I’m a death educator. I help others deal with loss, so I assumed I could easily navigate the changes when my only child left for college. I was wrong.
I’m also a single dad and a college professor. I was blessed to have a child-centric schedule, yet I knew that the daily fatherhood gig would eventually end when my son became a dorm rat.
If there is an upside to expected loss, the forewarning lets you prepare for the impending changes. Parents have years to plan for kids leaving home. It’s not like we expect our children to say, “I don’t ever want to leave you, and I want to live in the basement forever, pretty please.”
My strategy for the “what-to-do-without-child” syndrome was to overdo professional and personal commitments. I embraced the busyness addiction, kept myself preoccupied, and forgot about soccer season.
My son flew away two years ago. It was brutal, but I was so proud that I outsmarted grief by proactively overscheduling my days.
But I forgot about the mornings.
Grief is clever. Very clever. You can try to avoid loss, but grief will hunt you down, bite you in the psychic rump, and leave a lasting scar. A week after the kid left, grief caught me alone with my morning cup of coffee and reminded me what I was missing.

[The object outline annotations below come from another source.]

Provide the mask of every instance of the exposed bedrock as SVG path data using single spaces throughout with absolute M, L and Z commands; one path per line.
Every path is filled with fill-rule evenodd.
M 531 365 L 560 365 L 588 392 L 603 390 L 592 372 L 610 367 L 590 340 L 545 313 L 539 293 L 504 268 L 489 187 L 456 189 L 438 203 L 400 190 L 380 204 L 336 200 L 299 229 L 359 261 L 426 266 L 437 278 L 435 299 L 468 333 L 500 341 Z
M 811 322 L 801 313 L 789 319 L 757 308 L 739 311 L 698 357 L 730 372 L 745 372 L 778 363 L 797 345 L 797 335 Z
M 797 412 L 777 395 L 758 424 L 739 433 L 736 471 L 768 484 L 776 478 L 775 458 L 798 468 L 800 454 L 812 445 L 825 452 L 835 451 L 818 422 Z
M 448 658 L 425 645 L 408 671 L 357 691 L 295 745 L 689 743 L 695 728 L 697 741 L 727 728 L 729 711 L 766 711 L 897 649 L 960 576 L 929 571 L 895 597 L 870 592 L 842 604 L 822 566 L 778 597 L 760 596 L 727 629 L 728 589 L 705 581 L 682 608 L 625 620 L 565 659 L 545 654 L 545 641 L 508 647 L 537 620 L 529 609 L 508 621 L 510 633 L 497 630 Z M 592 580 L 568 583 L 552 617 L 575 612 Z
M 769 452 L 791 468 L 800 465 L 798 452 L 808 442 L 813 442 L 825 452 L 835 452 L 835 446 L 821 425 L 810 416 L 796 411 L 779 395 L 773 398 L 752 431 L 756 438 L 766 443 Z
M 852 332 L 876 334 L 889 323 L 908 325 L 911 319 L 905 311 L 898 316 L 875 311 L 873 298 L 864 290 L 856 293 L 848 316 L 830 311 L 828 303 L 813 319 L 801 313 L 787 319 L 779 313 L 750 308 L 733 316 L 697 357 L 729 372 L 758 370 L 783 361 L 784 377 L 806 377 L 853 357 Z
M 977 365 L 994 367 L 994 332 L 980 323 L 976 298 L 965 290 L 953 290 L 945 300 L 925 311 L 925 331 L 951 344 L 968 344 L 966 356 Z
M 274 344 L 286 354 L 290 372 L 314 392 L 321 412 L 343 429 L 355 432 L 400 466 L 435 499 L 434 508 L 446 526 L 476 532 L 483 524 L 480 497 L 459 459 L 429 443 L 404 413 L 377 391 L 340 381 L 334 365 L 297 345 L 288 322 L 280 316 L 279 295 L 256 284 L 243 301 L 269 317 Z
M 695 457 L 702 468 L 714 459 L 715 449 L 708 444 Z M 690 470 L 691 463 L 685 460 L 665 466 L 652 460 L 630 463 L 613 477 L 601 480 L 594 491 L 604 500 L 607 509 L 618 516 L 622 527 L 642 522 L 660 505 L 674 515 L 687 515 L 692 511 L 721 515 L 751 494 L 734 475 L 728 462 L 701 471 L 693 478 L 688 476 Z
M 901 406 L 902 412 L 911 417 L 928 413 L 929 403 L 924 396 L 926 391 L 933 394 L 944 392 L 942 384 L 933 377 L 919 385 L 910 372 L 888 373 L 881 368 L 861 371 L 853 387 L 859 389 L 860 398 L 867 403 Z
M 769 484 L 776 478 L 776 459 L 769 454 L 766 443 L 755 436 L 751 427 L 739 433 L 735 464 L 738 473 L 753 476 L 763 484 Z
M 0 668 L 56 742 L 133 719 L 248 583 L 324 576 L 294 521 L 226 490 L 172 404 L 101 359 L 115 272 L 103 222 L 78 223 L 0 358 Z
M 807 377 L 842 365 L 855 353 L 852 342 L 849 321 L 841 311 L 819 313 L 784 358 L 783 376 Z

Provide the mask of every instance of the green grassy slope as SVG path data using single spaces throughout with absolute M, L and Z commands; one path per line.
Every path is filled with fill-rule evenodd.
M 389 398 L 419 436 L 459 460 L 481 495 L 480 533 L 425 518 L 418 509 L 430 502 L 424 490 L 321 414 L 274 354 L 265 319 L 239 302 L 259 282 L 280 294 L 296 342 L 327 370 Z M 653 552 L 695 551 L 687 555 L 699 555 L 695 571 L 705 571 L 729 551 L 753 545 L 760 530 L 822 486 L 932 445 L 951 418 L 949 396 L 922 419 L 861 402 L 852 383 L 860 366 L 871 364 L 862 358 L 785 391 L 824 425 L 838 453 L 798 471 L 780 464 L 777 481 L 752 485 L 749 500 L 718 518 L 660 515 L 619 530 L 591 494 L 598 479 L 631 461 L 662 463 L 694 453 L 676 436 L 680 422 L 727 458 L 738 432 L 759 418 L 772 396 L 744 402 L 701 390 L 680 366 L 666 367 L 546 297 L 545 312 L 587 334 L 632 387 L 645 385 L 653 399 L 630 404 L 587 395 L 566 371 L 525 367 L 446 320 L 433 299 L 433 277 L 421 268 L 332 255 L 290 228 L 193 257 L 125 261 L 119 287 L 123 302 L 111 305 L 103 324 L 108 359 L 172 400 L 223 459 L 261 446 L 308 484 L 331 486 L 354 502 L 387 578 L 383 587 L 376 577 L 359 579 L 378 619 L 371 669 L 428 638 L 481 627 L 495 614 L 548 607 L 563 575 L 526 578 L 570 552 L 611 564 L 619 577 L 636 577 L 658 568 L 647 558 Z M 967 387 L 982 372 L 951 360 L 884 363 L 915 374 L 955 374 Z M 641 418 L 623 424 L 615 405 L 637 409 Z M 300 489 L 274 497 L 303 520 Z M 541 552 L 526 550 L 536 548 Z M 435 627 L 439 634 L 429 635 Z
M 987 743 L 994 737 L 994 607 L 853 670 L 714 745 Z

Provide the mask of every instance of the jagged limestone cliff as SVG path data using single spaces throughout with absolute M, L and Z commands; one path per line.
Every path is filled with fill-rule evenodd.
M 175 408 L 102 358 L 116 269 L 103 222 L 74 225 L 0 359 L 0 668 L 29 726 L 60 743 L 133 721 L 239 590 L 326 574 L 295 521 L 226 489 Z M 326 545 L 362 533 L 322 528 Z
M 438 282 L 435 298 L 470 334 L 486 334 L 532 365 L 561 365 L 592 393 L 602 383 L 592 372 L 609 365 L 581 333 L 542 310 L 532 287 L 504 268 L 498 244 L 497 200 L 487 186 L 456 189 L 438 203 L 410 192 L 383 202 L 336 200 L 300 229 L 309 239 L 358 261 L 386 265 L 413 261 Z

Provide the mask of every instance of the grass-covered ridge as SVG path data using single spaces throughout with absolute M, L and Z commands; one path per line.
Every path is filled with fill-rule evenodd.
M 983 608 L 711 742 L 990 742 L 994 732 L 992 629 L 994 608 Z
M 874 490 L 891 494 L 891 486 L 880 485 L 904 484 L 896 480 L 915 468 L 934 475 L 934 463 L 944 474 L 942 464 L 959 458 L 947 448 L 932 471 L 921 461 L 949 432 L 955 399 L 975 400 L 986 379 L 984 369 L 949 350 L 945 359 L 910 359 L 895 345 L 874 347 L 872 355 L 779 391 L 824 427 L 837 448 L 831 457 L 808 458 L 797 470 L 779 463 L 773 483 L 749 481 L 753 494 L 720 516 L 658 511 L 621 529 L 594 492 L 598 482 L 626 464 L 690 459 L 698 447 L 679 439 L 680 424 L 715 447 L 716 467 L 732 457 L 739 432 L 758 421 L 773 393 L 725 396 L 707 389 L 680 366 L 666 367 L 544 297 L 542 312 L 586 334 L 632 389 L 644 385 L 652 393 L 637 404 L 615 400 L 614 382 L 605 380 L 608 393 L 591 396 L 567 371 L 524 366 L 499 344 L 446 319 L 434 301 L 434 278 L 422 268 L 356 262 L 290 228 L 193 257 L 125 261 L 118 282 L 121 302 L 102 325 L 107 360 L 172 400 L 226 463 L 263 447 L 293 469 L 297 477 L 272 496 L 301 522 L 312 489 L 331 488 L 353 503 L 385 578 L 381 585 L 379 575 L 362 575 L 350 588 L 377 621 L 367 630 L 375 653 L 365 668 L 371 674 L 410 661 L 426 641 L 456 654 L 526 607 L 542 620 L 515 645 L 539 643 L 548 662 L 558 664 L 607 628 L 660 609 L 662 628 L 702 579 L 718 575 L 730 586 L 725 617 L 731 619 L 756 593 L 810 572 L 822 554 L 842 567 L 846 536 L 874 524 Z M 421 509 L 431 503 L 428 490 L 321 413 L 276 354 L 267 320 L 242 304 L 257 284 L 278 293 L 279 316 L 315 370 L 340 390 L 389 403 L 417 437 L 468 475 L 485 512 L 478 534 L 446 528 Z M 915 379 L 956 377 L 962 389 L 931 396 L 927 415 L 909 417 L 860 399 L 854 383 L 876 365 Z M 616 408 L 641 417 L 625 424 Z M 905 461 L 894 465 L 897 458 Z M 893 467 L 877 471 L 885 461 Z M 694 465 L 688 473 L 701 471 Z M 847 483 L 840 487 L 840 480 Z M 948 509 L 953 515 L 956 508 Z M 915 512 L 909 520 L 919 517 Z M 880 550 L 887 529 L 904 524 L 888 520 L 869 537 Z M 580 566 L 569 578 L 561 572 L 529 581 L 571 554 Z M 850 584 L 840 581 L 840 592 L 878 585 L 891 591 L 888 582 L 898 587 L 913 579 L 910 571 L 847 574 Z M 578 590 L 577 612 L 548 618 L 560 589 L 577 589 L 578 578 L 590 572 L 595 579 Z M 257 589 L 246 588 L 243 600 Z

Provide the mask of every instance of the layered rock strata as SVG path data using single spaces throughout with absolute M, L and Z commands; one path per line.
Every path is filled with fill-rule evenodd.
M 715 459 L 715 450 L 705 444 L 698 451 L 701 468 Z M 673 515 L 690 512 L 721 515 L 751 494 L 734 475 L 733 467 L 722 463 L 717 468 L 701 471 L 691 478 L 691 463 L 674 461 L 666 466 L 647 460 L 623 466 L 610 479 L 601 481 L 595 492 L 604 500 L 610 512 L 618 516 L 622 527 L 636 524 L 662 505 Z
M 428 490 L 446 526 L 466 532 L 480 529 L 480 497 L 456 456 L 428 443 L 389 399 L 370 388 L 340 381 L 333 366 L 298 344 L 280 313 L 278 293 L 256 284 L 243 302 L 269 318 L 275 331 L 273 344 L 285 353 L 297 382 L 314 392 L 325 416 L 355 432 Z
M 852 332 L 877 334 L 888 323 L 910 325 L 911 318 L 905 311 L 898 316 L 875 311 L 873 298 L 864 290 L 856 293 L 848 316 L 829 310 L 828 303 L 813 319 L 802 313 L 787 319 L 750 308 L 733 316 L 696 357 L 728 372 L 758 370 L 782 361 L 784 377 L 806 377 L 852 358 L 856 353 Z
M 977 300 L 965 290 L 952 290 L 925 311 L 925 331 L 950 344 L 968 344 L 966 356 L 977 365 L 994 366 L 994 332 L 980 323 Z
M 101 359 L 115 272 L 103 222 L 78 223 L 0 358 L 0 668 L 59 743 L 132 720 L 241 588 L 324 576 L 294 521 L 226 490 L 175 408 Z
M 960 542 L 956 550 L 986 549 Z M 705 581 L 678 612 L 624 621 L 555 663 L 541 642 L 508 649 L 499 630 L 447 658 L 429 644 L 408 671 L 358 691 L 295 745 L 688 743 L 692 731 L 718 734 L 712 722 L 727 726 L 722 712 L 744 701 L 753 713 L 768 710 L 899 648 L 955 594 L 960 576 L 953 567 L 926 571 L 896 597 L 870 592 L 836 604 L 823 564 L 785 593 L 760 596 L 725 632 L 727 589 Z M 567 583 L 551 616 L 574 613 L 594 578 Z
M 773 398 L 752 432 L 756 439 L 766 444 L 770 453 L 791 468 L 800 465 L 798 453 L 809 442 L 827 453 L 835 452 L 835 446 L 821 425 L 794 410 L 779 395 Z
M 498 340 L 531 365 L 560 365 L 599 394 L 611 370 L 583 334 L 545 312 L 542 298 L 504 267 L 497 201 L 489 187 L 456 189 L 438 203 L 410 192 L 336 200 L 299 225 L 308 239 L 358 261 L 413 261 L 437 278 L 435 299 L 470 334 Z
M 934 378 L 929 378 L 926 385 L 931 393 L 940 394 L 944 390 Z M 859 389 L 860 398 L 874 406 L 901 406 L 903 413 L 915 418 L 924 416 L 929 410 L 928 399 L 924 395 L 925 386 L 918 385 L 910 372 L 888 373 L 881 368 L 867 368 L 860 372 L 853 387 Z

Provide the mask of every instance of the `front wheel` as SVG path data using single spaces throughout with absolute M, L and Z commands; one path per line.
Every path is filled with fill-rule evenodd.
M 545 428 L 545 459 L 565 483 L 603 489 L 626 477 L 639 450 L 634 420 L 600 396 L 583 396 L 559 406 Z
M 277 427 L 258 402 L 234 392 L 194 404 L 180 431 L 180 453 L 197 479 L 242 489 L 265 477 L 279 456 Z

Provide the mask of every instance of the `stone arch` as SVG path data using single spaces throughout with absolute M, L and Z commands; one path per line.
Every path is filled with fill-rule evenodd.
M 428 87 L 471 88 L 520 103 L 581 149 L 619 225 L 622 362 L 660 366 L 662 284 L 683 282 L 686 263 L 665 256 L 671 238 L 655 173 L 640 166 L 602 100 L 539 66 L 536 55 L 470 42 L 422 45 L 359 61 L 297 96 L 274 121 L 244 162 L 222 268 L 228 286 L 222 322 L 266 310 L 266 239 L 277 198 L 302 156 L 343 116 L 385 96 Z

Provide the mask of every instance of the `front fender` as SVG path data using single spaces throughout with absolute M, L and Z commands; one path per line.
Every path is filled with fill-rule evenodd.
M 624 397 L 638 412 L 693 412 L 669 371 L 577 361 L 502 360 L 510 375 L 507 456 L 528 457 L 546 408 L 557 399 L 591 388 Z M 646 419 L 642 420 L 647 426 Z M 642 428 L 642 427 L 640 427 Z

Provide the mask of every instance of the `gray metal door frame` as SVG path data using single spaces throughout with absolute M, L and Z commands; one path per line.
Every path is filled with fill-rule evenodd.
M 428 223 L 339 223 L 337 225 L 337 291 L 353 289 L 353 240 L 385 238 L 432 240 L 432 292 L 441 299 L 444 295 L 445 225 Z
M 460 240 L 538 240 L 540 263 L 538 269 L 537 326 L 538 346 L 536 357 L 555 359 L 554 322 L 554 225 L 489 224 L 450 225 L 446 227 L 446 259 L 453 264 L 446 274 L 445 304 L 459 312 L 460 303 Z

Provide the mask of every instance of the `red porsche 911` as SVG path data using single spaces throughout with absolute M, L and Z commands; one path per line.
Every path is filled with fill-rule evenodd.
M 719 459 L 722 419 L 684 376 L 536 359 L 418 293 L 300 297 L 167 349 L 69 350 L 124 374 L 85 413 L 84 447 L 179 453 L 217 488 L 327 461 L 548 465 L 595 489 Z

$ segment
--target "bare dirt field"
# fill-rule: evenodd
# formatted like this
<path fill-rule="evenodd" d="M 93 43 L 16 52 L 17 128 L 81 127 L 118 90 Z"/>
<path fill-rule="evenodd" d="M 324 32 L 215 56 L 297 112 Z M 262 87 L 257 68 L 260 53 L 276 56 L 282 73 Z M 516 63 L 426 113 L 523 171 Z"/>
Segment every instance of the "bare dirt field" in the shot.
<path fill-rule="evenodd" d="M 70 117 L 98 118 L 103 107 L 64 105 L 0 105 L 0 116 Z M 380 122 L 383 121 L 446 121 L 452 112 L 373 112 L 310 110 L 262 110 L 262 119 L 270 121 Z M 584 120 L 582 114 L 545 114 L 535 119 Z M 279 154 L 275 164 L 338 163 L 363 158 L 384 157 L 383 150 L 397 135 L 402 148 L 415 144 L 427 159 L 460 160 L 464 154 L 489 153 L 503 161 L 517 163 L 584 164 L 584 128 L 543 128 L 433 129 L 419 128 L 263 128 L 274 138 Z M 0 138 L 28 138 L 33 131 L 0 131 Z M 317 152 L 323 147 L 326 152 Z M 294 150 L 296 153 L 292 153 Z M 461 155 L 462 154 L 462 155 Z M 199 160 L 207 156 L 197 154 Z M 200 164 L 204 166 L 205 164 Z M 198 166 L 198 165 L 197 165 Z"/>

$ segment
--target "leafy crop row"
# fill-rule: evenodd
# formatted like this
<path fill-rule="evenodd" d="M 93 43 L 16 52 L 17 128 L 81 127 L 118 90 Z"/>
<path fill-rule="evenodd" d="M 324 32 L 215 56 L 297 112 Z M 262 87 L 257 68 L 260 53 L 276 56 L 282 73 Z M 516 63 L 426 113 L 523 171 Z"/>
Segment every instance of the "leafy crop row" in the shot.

For 18 years, I did the parent-child three-step morning dance. The wake-up revelry: “Are you up yet, really up, and actually out of bed?” The breakfast nutritional lesson: “You need to eat real food, and Pop-Tarts don’t count.” The parting inquisition: “You have everything, are you sure, and where’s your jacket?”
Grief didn’t need to shove my face into the memories. Instead, one reminder of the old morning routine triggered an avalanche of reminiscences and an overwhelming cascade of emotions. Grief crushed me.
It took time to mourn the all-grown-up thing, but I eventually learned to live with the changes of the single parent empty nest. And then, the pandemic paid a visit.
At the beginning of the pandemic, I enjoyed having my son return from the dorm to live in his teen cave. It felt like I was getting bonus fatherly time. Plus, I finally beat him at Mario Smash Bros.
Yet, masking, online learning, and everything related to the pandemic quickly dampened my enthusiasm. I also witnessed, in slow-motion, the emotional and psychological impact of a 20-something involuntarily sequestered.
The perks of living at home, such as 24/7 foodservice and complimentary laundry, didn’t compensate for what my son was missing: friends, autonomy, and privacy. The losses impacted his appetite, motivation, mood, sleep, and GPA. Grief crushed him.
Thankfully, the vaccine and other factors finally allowed my son to return to campus for a “normal” school year.
Yet, I’m not reliving the angst I felt with the first go-around of becoming an empty nester.
I loved the extra time with the kid, yet I wanted my son to go back to school. The pandemic adversely impacted his development, and it wasn’t because of Daddy’s improving gaming skills. My son missed out on all the invaluable life touchpoints and lessons learned from peers.
I love and support my son, yet I’m no substitute for his friends. And a well-stocked teen cave is no match for the experiences offered at a college campus. Moreover, no parent can fulfill the developmental needs of a young adult.
I learned an invaluable parental insight from our pandemic experience: For my son to reach his full potential, he needs to return to college.